Lee started fishing as soon as he could cast a rod, and was given his first shotgun when he was 10, hunting often with his dad or brother near their home in Sumter, South Carolina. “My daddy took us, and every chance we had, we were dove hunting or deer hunting, or hunting for rabbits or squirrels—anything we could find,” says Lee. “It’s been a part of my life since I was little. I got into duck hunting in the last ten years, and I just went turkey hunting for the first time last year, which was really cool. It’s a whole different style. Being on the road so much, I meet people from other places, where they have elk and other types of hunting that’s a whole different ball game. I want to get in to that.”
As a father raising three children with his wife, Sara—including their daughter who was born in June, Trulee—Lee says those new hunting opportunities will have to wait. But last year, he purchased 240 acres of land not far from his home near Nashville, Tennessee, and he’s making improvements to bring in more deer with the help of Record Rack feed. “I just got the farm last September, and it had no food on it whatsoever. I killed a ten (point) last year, and a buddy came over and killed one, but there was no food, so that was my first priority. I have four different food plots and some feeders, and I put some new stands up. We recently saw twelve bucks in the same night, and what a difference from last year when there were just three bucks. I have a farm manager out there who’s helped me. It’s a tough process, but the bucks have grown so much and they have so much mass. I’m not used to that. I’m from South Carolina where the deer are smaller than here in Tennessee.”
The land, where Lee plans to build a house in the future, is surrounded by the Harpeth River.
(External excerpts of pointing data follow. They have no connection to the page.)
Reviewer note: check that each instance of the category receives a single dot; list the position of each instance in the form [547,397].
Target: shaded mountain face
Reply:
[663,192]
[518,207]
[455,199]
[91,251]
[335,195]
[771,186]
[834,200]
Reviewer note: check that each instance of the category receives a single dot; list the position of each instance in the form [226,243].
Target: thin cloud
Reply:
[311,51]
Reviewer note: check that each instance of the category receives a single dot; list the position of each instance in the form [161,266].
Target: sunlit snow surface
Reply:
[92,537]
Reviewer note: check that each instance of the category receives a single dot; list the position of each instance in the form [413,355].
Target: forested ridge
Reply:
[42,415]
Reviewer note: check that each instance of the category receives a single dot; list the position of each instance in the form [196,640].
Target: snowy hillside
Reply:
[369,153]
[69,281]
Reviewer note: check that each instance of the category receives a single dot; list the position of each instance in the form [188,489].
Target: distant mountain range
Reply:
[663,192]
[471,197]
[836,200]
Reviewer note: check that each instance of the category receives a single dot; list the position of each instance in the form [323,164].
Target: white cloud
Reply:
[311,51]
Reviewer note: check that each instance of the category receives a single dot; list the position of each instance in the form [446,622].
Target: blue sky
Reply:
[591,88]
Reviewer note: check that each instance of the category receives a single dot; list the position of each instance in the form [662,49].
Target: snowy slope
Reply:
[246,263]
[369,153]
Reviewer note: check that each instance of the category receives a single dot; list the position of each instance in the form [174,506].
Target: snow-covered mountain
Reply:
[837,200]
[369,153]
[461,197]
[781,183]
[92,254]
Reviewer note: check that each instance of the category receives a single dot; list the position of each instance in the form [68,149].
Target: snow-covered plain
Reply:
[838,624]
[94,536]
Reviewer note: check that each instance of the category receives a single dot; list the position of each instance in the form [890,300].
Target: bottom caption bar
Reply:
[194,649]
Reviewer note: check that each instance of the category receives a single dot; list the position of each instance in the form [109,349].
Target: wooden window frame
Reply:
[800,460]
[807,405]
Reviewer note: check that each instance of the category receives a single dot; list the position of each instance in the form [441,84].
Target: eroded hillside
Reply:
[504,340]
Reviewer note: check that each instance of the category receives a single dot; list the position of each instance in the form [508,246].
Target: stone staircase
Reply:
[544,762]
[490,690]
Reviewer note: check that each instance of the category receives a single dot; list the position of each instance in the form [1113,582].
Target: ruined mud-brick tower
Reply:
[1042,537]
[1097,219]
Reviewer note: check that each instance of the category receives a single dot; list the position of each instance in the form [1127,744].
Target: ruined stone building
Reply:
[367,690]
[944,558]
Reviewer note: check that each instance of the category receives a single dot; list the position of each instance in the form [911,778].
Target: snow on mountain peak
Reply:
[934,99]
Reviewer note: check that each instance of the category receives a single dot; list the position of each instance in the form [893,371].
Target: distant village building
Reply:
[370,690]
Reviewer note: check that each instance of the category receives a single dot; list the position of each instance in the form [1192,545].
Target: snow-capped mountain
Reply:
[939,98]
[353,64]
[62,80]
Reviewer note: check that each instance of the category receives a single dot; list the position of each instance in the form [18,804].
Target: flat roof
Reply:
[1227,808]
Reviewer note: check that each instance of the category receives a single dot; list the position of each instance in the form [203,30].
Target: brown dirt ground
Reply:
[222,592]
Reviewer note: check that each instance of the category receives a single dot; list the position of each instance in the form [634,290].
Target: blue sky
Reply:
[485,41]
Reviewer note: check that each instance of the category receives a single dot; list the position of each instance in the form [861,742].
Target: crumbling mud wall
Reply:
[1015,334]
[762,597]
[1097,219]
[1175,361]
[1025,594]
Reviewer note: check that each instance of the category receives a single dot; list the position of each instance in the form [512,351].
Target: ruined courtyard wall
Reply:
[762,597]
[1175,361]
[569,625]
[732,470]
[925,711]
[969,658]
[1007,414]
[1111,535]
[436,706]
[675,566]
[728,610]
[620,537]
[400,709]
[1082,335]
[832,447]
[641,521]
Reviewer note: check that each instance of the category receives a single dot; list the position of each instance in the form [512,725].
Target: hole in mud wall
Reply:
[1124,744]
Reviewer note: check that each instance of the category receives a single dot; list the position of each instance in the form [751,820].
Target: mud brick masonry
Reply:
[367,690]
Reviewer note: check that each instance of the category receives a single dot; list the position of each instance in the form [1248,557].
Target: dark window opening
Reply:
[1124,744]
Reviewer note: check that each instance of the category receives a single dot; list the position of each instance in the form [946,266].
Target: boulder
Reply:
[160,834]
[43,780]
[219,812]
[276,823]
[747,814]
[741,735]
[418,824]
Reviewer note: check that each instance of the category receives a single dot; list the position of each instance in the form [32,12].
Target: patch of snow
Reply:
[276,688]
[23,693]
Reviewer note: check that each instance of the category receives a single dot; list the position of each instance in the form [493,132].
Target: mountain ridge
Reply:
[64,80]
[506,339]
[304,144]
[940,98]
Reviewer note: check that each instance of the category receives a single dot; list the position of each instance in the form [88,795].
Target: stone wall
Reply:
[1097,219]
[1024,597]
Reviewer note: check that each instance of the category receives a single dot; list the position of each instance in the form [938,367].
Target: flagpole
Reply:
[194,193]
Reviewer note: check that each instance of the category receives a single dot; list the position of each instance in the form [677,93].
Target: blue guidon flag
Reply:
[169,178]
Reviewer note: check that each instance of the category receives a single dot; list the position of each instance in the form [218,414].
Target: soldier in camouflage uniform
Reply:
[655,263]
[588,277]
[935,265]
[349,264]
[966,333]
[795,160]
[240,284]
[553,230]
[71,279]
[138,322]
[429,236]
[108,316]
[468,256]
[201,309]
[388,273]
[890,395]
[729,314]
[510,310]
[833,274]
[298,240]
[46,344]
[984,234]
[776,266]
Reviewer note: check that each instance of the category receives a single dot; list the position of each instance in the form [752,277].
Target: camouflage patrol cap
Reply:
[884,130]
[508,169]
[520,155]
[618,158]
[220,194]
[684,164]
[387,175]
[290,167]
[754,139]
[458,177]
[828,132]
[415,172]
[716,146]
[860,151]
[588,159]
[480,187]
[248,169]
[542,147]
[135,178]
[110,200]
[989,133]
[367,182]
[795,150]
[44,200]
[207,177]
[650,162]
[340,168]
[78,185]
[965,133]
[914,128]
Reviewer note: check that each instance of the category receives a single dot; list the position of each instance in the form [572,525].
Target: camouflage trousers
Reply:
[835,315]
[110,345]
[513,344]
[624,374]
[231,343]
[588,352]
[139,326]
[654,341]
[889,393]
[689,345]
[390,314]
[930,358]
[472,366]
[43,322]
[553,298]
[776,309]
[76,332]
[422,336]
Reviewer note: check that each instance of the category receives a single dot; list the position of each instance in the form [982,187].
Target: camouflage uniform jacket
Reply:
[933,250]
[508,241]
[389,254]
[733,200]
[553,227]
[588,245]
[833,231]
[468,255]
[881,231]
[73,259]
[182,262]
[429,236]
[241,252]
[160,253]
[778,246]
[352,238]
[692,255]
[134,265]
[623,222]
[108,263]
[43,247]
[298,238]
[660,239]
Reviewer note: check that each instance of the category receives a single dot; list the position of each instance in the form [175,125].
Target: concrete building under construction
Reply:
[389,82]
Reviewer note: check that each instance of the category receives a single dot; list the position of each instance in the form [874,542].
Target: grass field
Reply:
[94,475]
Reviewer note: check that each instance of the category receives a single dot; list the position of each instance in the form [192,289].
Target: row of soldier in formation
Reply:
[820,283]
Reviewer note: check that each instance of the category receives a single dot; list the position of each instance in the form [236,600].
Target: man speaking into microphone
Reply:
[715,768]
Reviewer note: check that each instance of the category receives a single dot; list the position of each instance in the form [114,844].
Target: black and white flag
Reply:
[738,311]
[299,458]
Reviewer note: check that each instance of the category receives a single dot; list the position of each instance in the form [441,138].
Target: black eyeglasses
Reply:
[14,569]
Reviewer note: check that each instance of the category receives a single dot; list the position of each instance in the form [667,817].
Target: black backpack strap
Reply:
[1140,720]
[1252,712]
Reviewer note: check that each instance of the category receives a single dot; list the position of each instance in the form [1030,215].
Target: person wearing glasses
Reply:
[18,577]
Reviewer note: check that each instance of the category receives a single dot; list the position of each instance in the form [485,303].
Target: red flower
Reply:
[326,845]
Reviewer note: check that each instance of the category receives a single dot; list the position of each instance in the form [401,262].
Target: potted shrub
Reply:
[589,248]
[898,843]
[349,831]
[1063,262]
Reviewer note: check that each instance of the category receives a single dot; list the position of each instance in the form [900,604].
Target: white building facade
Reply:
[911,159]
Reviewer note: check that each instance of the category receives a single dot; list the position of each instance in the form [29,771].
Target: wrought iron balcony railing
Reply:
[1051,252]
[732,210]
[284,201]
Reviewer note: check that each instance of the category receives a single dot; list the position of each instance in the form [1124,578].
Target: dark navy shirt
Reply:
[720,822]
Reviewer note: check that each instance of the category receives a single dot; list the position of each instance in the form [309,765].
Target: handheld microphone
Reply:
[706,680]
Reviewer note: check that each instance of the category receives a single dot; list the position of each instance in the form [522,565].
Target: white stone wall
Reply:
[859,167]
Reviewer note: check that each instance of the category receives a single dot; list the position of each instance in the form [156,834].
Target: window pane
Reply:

Lee is in the process of turning a small cow pond into a seven-acre bass pond. “I’ve been getting in to fly fishing the last few years, and the farm is going to be my sanctuary for all of that. The point of it is to try and get out there and relax and decompress. But because it is the one time when I can really breathe and rest my mind, that’s when there’s a freedom of inspiration. Sometimes I think of song titles, and even an emotion’s an inspiration in itself. I go there to get away from work, but it turns back into how work started, and being inspired.”
Lee also loves sharing his passion of the outdoors with his children, especially his oldest son, Takoda. “He’s been going and sitting with me the last couple of years, and my youngest son (Ryker) can now spot deer, and he’s getting the excitement for it. I’ve learned that hunting is such a great thing, and I think it’s important to have kids around it. There are so many facets to it—not only the hunting itself, but the preparation. It’s the little things they learn growing up that stick with them their whole lives, because it did me.”
Rodeo has stuck with Lee as well over the years, particularly when he was first starting his music career, and playing in Las Vegas at the South Point Hotel. “I got to meet a lot of guys out there, and through my manager Enzo, I got to be good friends with Tuff Hedeman. I’m a fan,” says Lee. “We play the Houston Rodeo and a lot of the big ones, and I sure do respect it like crazy.
“Early on, my whole life was music and football and hunting and fishing. I played football for Clemson all the way through college, and once that was over, music was the natural thing for me. Now, even though it’s a job and it’s definitely hard work, it’s a job that I love. I’m so fortunate to do what I love for a living, so that leaves hunting and fishing as something I love to do that I don’t get paid for. I still work for it—I still put up the stands and food plots and clean the deer—but it’s good.”